Viorel Melnic (born 1975) is a Moldovan politician and economist.

==Biography==
Melnic was born in 1975. He was the Deputy Minister of Economy and Trade in 2006 and the head of the Customs Service of the Republic of Moldova from 2008 to 2009. Until 2015, he was a member of the Party of Socialists of the Republic of Moldova (PSRM); he would have been kicked out of the party after its leader Igor Dodon learned of Melnic's involvement in fraudulent schemes related to the 2014 Moldovan bank fraud scandal.

In early 2016, Melnic was appointed public policy advisor for economic issues during Moldovan oligarch and politician Ilan Shor's mayorship. Melnic also associated with Shor regarding businesses in Kyrgyzstan. Melnic became a member of the Parliament of Moldova after winning the seat of the 48th electoral constituency, destined for residents in the south of Transnistria, during the 2019 Moldovan parliamentary election of February, but he resigned in July shortly after both Shor and Moldovan oligarch and politician Vladimir Plahotniuc left Moldova.

On 7 September 2025, according to Moldovan newspaper Ziarul de Gardă, Melnic was detained in an operation related to cases of illegal political party funding, electoral corruption and money laundering. As of the next day, between both days, over 60 searches had been carried out and 15 people had been detained. According to the National Anti-Corruption Center (CNA), the suspects were allegedly involved in voter recruitment activities, promising them money, goods, services or other benefits in exchange of voting for a particular party.

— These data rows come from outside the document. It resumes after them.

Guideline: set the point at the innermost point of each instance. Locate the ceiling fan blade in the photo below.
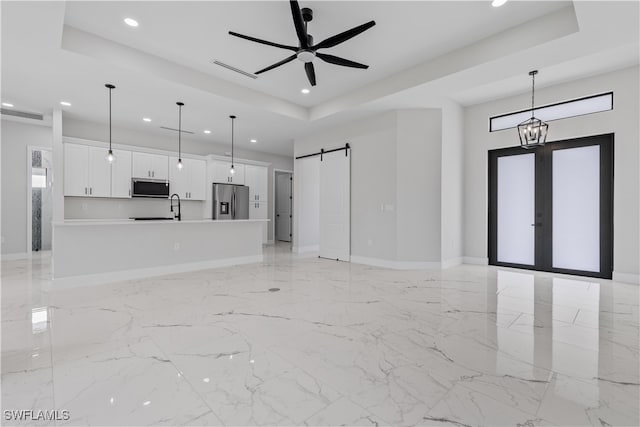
(311, 72)
(277, 64)
(340, 61)
(344, 36)
(301, 30)
(253, 39)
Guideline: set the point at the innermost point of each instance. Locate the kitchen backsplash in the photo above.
(98, 208)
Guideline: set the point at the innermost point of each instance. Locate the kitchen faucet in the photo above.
(179, 216)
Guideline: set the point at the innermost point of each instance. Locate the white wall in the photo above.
(418, 184)
(622, 120)
(452, 182)
(15, 137)
(98, 132)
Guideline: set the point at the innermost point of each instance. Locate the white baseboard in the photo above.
(626, 278)
(118, 276)
(475, 261)
(396, 265)
(451, 262)
(305, 249)
(15, 256)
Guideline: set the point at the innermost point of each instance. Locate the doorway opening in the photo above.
(551, 208)
(283, 231)
(39, 198)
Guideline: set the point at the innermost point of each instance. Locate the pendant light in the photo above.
(110, 157)
(179, 165)
(232, 170)
(532, 132)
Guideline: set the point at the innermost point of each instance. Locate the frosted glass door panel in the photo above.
(576, 208)
(516, 209)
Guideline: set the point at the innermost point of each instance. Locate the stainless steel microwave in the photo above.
(155, 188)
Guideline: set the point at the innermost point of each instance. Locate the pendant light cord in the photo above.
(110, 89)
(533, 92)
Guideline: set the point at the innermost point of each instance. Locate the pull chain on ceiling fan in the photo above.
(307, 51)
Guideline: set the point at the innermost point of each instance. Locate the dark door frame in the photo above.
(544, 204)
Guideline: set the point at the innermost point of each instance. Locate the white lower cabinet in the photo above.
(260, 210)
(189, 182)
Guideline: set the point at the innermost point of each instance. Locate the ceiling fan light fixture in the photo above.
(131, 22)
(306, 56)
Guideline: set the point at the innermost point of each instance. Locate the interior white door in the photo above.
(283, 206)
(335, 205)
(99, 173)
(76, 170)
(516, 209)
(576, 208)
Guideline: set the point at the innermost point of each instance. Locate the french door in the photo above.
(551, 208)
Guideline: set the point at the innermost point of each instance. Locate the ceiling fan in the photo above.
(306, 50)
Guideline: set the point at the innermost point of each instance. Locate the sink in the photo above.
(152, 218)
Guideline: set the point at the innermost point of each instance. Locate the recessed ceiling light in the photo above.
(131, 22)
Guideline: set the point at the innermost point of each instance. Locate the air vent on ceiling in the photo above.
(175, 130)
(22, 114)
(232, 68)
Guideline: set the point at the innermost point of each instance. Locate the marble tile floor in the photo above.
(338, 344)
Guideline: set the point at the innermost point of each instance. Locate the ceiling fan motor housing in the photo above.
(307, 14)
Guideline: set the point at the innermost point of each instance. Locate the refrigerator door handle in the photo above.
(233, 206)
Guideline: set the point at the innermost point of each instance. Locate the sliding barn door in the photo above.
(335, 205)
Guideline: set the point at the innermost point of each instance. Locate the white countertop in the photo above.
(81, 222)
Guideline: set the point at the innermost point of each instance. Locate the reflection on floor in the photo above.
(338, 344)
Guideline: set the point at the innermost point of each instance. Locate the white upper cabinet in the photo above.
(221, 172)
(76, 170)
(189, 182)
(86, 171)
(121, 174)
(259, 210)
(257, 178)
(152, 166)
(99, 173)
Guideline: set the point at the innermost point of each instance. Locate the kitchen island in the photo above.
(87, 252)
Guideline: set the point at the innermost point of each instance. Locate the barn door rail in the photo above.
(322, 152)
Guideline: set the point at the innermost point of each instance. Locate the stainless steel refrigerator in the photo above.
(230, 201)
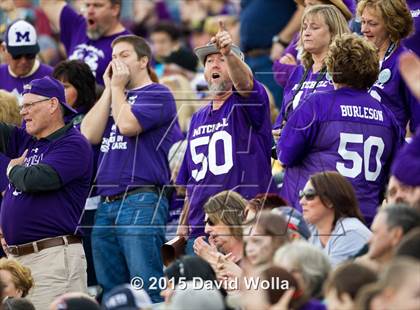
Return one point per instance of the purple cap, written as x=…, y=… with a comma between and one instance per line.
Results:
x=49, y=87
x=406, y=165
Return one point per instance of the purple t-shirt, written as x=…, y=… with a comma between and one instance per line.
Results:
x=314, y=82
x=27, y=217
x=15, y=84
x=344, y=130
x=126, y=162
x=413, y=42
x=391, y=90
x=96, y=53
x=228, y=148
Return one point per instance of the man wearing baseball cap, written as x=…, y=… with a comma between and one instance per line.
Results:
x=49, y=181
x=22, y=66
x=126, y=297
x=228, y=137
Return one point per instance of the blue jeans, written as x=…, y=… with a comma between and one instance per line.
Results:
x=126, y=241
x=263, y=72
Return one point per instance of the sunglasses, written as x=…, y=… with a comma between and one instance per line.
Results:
x=27, y=56
x=309, y=194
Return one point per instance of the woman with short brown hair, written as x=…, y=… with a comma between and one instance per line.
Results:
x=329, y=204
x=386, y=23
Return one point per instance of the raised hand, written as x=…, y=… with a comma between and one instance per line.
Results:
x=120, y=74
x=222, y=39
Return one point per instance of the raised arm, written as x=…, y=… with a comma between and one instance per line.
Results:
x=238, y=70
x=52, y=9
x=94, y=122
x=124, y=119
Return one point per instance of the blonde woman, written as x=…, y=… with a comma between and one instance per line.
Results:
x=17, y=279
x=320, y=24
x=385, y=24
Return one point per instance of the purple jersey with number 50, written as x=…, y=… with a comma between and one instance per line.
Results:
x=228, y=148
x=344, y=130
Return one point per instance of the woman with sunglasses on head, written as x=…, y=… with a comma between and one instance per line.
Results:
x=386, y=23
x=345, y=129
x=290, y=55
x=320, y=24
x=330, y=206
x=79, y=86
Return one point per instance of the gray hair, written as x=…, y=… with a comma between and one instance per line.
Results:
x=309, y=260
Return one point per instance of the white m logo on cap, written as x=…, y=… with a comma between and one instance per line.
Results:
x=20, y=36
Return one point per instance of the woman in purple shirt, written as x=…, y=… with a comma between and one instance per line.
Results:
x=320, y=24
x=386, y=24
x=289, y=60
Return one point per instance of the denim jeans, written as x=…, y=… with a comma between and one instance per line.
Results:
x=263, y=72
x=126, y=241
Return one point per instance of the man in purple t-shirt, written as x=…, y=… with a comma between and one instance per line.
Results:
x=49, y=180
x=229, y=139
x=135, y=130
x=344, y=130
x=87, y=37
x=21, y=66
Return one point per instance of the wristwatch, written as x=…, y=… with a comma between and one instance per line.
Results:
x=276, y=39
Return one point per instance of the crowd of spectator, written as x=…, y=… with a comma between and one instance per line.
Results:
x=210, y=154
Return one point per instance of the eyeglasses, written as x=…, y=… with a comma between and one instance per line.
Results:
x=27, y=56
x=309, y=194
x=28, y=105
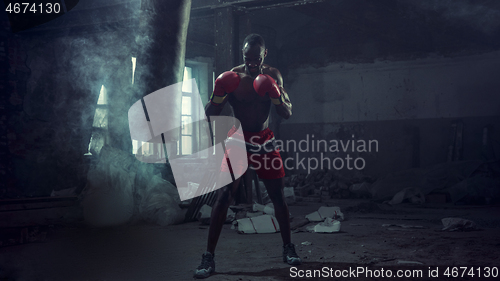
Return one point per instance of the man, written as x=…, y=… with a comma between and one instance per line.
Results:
x=251, y=89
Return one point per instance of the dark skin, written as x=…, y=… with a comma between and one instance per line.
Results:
x=252, y=111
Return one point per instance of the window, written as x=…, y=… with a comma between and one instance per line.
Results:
x=100, y=124
x=185, y=144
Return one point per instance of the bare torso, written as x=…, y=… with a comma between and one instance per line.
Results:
x=249, y=108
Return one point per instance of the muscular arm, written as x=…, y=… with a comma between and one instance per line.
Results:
x=226, y=83
x=285, y=109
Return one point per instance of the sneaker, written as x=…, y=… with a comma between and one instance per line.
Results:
x=290, y=256
x=207, y=266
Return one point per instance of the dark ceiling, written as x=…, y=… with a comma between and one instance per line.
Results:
x=375, y=26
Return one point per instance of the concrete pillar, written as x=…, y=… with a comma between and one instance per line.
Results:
x=161, y=50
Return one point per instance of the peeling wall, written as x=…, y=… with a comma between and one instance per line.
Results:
x=428, y=88
x=407, y=106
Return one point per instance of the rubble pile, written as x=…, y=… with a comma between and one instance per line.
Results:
x=322, y=185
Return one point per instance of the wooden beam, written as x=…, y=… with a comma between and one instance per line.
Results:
x=225, y=38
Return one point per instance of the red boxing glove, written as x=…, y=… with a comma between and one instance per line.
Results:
x=226, y=83
x=263, y=84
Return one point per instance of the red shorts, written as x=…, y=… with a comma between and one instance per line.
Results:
x=268, y=165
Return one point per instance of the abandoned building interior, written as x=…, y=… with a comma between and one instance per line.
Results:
x=391, y=155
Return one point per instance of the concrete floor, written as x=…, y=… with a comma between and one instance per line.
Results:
x=151, y=252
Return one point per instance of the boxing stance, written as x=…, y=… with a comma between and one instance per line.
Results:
x=251, y=89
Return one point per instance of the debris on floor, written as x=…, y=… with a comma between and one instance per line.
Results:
x=260, y=224
x=267, y=209
x=328, y=226
x=325, y=212
x=458, y=224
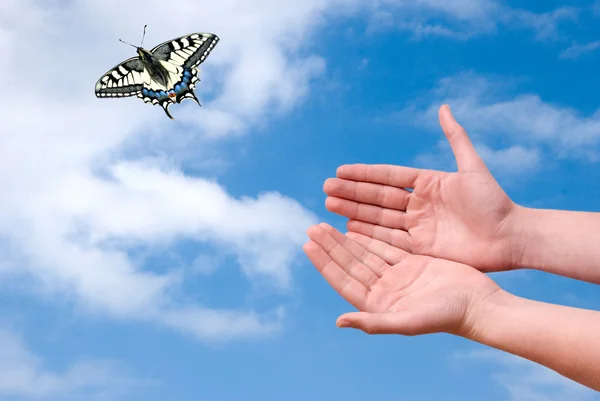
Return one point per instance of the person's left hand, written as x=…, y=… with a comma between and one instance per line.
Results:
x=416, y=295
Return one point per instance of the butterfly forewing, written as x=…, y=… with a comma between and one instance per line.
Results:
x=125, y=79
x=187, y=51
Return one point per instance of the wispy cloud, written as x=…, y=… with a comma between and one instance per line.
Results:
x=490, y=111
x=24, y=375
x=463, y=19
x=525, y=380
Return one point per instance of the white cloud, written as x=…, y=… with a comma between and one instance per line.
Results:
x=525, y=380
x=487, y=111
x=72, y=207
x=23, y=375
x=74, y=202
x=576, y=50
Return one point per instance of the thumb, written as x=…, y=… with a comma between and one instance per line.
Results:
x=379, y=323
x=466, y=156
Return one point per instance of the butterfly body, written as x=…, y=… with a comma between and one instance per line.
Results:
x=164, y=75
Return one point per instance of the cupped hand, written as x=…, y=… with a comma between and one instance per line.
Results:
x=417, y=295
x=463, y=216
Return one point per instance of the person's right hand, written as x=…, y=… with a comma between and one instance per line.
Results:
x=417, y=295
x=464, y=216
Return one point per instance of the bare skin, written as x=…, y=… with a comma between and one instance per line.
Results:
x=421, y=294
x=463, y=216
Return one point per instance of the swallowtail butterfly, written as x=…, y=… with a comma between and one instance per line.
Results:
x=164, y=75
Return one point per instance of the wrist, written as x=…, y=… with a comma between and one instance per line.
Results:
x=522, y=223
x=483, y=312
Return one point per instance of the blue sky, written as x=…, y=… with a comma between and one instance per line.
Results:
x=146, y=259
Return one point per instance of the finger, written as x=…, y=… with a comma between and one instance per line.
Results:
x=342, y=258
x=366, y=192
x=396, y=176
x=396, y=238
x=391, y=255
x=368, y=213
x=369, y=259
x=466, y=156
x=350, y=289
x=403, y=322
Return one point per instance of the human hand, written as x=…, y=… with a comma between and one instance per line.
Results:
x=463, y=216
x=417, y=295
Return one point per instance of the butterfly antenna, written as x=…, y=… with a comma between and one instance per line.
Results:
x=144, y=35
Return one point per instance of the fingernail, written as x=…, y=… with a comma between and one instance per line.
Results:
x=343, y=324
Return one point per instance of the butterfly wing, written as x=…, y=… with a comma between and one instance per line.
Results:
x=180, y=57
x=125, y=79
x=187, y=51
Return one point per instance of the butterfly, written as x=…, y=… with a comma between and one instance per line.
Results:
x=165, y=75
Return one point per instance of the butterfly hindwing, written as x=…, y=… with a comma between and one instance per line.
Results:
x=183, y=88
x=125, y=79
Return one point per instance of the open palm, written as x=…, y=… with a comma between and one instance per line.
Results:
x=418, y=295
x=464, y=216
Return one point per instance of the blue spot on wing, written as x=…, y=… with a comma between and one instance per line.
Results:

On 15 September, right before the 2025 Moldovan parliamentary election on 28 September, Melnic and 12 other suspects of illegal party financing were placed in preventive detention for 30 days. His release from prison was not made public, with him later refusing to answer questions from the press about his status in the case of which he was a suspect or when he was released. Free by then, Melnic appeared at the Buiucani Courthouse in Chișinău on 15 January 2026 regarding a separate case, dealing with the 2014 bank fraud, as a witness for Plahotniuc.